Und selbst wenn er das doof fand! Ich lass‘ mir mein Herz nicht verbieten! Soll er’s doch sagen, wenn er das doof fand! Mir egal, es war immerhin nicht gelogen! Doofmadame. „Je ne regrette rien“ plingplonge ich dann am nächsten Tag. Angriff ist die beste Verteidigung. Das Wiedersehen tags darauf fällt so wie immer aus, und ich vergesse einfach, was passiert ist. Ich kann damit leben, was ist schon Reden, wenn man Fühlen haben kann. Zudem beschäftigt mich auch noch meine immer noch anhaltende Erkältung, und daher bin ich schweigsamer als sonst, sehne mich nach meinem Kissen und der Nachtruhe. Die Augen geschlossen, das Hörvermögen noch aktiviert, aber bereit zum Herunterfahren, treten diese Worte an mein Ohr: „Ich liebe dich natürlich auch. Das wollte ich dir aber persönlich sagen. Ich liebe dich.“ Ploiing, hellwach. Und da wird mir die ganze Tragweite bewusst, als ich überlege, wie ich gerade aussehe: zerzauselt, aus glasigen Fieberaugen in blitzendblaue Lachsonnen starrend, mit rotgeschneuzter Nase und krankverschwitztem Schlafshirt. Wenn das nicht die absolut goldrichtige Situation ist, dann weiß ich auch nicht. Siebenzueins für JB.
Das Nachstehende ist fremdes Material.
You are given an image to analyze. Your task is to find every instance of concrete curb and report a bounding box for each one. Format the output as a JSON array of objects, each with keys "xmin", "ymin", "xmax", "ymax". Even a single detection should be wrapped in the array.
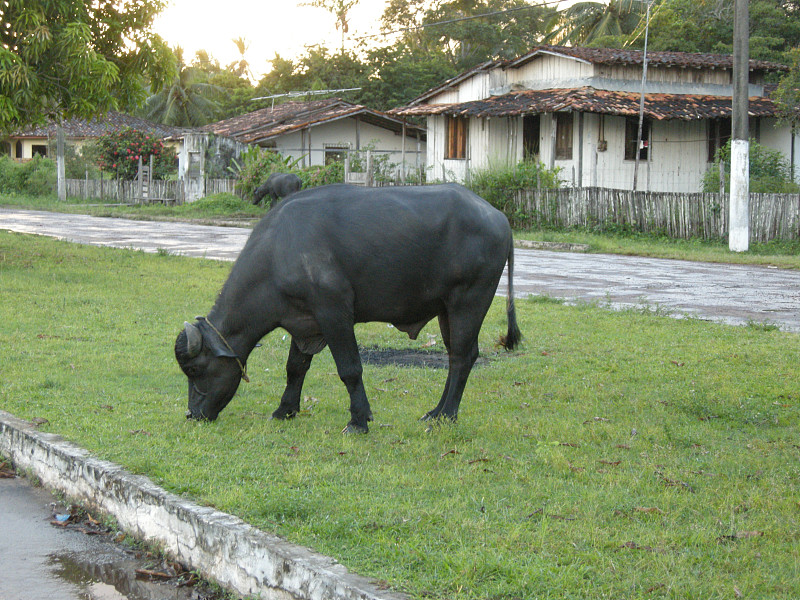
[
  {"xmin": 514, "ymin": 240, "xmax": 589, "ymax": 252},
  {"xmin": 0, "ymin": 411, "xmax": 408, "ymax": 600}
]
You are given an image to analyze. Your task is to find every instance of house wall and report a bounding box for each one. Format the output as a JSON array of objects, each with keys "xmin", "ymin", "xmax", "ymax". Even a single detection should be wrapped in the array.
[
  {"xmin": 506, "ymin": 55, "xmax": 594, "ymax": 87},
  {"xmin": 428, "ymin": 113, "xmax": 800, "ymax": 192},
  {"xmin": 274, "ymin": 118, "xmax": 426, "ymax": 167},
  {"xmin": 3, "ymin": 138, "xmax": 49, "ymax": 160},
  {"xmin": 427, "ymin": 55, "xmax": 800, "ymax": 192}
]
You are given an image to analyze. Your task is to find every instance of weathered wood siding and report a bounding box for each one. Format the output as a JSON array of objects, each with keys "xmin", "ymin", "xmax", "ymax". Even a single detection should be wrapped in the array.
[
  {"xmin": 506, "ymin": 188, "xmax": 800, "ymax": 242},
  {"xmin": 62, "ymin": 179, "xmax": 236, "ymax": 204}
]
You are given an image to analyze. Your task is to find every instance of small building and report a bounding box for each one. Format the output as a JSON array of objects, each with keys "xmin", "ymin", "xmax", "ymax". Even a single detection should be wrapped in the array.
[
  {"xmin": 201, "ymin": 98, "xmax": 427, "ymax": 178},
  {"xmin": 391, "ymin": 46, "xmax": 800, "ymax": 192},
  {"xmin": 0, "ymin": 111, "xmax": 183, "ymax": 160}
]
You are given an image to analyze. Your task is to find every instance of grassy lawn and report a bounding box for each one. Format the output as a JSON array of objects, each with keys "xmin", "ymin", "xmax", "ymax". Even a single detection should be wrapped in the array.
[
  {"xmin": 0, "ymin": 232, "xmax": 800, "ymax": 600},
  {"xmin": 0, "ymin": 194, "xmax": 800, "ymax": 269}
]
Und ich? Schweige. Stillvergnügt. Und ein wenig entsetzt. Mir selbst kommen nämlich keine Worte über die Lippen. So gerne ich möchte, sie kommen einfach nicht, sie trauen sich nicht, immer noch nicht, obwohl doch alles gut ist. In der Hinsicht bin ich sprachlos. Wortleer und gefühlgefüllt.